I’d be interested to see what the model looks like with the draft projection removed, as draft projection is often based on the attributes you’ve bucketed into the Explosion Index. Seems like there could be a potential issue with overfitting and/or multicollinearity?

Apologies if this question has already been asked and answered!

5 Re: SackSEER 2019

I was waiting for this! Even though I don't watch college ball or film, I'm not surprised by SackSeers conclusions. From what I've read of this year's prospects they all have holes in their resume and none sound like can't miss superstars. I AM surprised about Burns doing so well here, though. The reviews I've read are particularly weary of him.

9 Re: SackSEER 2019

Exactly. If he's a good to excellent passrusher, however, I don't think his run defense will matter that much. Cam Wake was pretty bad against the run. Still is, I guess.

7 Re: SackSEER 2019

This is my favorite draft related column at FO, now that the Jets drafted Darnold. Thanks again for all the hard work.
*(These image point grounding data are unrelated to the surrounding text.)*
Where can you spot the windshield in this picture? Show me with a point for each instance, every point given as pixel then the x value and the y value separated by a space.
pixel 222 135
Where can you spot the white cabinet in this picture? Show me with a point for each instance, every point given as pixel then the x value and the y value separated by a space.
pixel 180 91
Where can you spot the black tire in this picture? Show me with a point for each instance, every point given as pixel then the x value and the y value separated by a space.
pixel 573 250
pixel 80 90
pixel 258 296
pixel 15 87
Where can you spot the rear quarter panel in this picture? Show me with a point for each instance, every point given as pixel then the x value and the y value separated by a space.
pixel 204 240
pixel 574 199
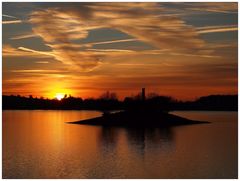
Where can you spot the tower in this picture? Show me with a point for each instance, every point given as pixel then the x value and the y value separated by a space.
pixel 143 94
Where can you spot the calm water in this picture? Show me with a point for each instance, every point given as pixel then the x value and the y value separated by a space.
pixel 39 144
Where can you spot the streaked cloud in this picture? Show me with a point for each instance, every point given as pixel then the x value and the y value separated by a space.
pixel 9 16
pixel 64 25
pixel 217 29
pixel 11 22
pixel 19 37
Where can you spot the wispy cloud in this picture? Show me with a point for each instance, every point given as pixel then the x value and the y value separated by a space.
pixel 19 37
pixel 11 22
pixel 59 27
pixel 9 16
pixel 9 51
pixel 216 29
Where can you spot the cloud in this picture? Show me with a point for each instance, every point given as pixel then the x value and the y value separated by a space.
pixel 60 27
pixel 9 16
pixel 9 51
pixel 11 22
pixel 19 37
pixel 212 7
pixel 216 29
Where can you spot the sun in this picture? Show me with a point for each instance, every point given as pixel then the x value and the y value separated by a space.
pixel 59 96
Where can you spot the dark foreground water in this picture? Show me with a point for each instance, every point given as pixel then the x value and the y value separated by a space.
pixel 39 144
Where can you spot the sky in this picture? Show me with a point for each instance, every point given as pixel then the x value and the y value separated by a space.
pixel 183 50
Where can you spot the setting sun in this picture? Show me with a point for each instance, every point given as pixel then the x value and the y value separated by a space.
pixel 59 96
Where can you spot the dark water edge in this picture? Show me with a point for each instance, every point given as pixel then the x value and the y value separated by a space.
pixel 39 144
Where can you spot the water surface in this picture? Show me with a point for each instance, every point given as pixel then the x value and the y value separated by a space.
pixel 39 144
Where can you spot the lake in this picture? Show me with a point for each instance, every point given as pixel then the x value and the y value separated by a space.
pixel 40 144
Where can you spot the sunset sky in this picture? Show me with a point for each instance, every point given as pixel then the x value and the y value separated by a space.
pixel 184 50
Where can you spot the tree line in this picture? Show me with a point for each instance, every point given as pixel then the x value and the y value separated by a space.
pixel 110 101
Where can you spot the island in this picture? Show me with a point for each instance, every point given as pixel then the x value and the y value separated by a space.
pixel 140 116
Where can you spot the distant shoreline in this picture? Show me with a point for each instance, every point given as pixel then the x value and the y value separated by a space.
pixel 110 110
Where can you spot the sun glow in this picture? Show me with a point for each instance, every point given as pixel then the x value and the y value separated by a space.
pixel 59 96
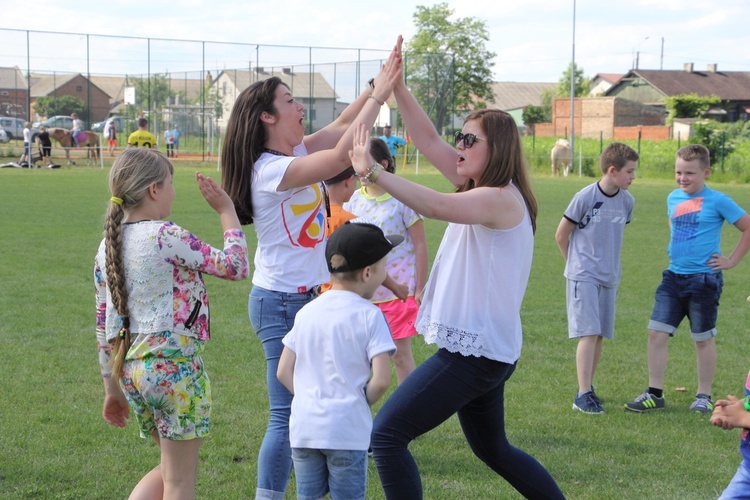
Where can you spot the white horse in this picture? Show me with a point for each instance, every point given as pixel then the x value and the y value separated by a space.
pixel 562 158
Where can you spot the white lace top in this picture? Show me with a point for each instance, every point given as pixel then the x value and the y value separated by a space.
pixel 472 301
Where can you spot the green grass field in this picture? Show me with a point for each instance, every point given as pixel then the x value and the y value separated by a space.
pixel 54 443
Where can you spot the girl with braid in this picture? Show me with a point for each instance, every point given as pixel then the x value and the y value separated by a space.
pixel 152 317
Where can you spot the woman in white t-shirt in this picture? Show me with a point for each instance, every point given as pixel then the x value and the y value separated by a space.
pixel 472 301
pixel 274 174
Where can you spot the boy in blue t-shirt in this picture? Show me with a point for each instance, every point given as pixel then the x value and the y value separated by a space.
pixel 692 284
pixel 590 239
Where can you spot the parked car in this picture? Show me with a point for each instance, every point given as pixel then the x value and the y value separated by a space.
pixel 13 126
pixel 59 121
pixel 123 124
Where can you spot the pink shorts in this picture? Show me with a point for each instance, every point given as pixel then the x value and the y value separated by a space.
pixel 401 317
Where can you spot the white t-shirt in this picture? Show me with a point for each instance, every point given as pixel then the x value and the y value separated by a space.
pixel 334 338
pixel 393 217
pixel 290 225
pixel 596 240
pixel 472 300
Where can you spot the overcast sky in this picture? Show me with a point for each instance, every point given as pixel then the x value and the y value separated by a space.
pixel 532 39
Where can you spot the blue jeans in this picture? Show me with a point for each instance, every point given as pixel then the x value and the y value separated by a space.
pixel 342 472
pixel 272 316
pixel 739 486
pixel 445 384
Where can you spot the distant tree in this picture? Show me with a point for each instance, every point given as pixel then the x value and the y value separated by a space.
pixel 582 85
pixel 689 106
pixel 533 115
pixel 63 105
pixel 448 63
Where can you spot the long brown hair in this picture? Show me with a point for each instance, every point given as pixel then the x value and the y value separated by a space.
pixel 245 138
pixel 506 161
pixel 134 170
pixel 379 152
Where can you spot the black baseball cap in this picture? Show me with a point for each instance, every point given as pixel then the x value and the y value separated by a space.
pixel 361 244
pixel 341 176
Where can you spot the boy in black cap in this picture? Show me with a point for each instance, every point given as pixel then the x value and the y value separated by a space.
pixel 326 363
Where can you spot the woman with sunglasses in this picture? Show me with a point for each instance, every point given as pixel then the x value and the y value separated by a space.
pixel 274 175
pixel 472 300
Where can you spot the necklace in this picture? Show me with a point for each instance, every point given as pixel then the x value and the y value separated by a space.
pixel 274 152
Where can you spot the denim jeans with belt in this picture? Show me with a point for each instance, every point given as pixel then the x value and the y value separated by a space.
pixel 445 384
pixel 272 316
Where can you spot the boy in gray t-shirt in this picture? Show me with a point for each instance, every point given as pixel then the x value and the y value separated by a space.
pixel 590 239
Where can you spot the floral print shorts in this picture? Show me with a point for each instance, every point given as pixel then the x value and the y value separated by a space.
pixel 169 395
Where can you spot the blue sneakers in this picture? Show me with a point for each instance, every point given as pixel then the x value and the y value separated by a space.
pixel 645 403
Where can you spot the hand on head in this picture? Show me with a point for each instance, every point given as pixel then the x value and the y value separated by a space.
pixel 214 195
pixel 360 153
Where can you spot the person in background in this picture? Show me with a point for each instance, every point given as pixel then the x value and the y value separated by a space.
pixel 692 284
pixel 169 140
pixel 590 237
pixel 407 263
pixel 77 129
pixel 152 314
pixel 393 141
pixel 46 145
pixel 326 363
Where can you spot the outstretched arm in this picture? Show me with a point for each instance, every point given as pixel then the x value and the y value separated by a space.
pixel 422 132
pixel 323 164
pixel 380 379
pixel 219 201
pixel 116 410
pixel 730 413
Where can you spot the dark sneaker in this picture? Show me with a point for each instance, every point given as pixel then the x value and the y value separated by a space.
pixel 587 403
pixel 644 403
pixel 702 404
pixel 596 397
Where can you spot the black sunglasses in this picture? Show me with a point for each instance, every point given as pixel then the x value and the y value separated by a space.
pixel 469 139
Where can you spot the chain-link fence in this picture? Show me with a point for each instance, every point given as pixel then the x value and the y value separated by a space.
pixel 193 84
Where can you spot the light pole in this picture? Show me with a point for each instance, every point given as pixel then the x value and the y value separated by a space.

My main surprise is Rashan Gary ranking as high as he is. Watching Michigan film I see Vinovich making plays and Gary not doing much. Also, I though Josh Allen would have a higher SRAM given how often he dropped into coverage last year, although SackSeer has him rated about where I though it would.

16 Re: SackSEER 2019

If you're interested take a look at the MGoBlog game columns that include a "UFR" - Upon Further Review - play-by-play analysis of all the snaps. Most of the columns give Gary good scores, because his job was essentially to suck up blockers and force the offense to account for him.

Whether that will translate to the NFL, or if someone else will be sucking up blockers for him, or if his injured shoulder will heal cleanly, are of course open questions. The lack of college production for such an athletic freak is clearly the biggest concern on his resume; whether it outweighs that once-in-a-decade talent will be answered differently by different GMs.

12 Re: SackSEER 2019

This will be fascinating to watch in future, as SackSeer and PFF are almost diametrically opposed in terms of their evaluation of these prospects. PFF agrees with the scouting consensus that Allen and Bosa are historically great prospects and Burns is right behind them. They are also much more down on Sweat and Gary than SackSeer is.

The most polarizing prospect is Winovich, who PFF thinks is one of the top edge rushers in the class and is being massively undervalued, while SackSeer couldn’t be more pessimistic about his outcome. I’m guessing the truth is somewhere in the middle

13 Re: SackSEER 2019

This is actually what inspired my comment above. It seems like the SackSeer projections are essentially double-weighting combine drill performance, whereas PFF is purely a scouting/grading service and doesn’t account for drill performance in their evaluations.

14 Re: SackSEER 2019

Seems like passes defensed are really low this year. Is that an aberration, part of a trend, or am I just plain wrong in thinking that?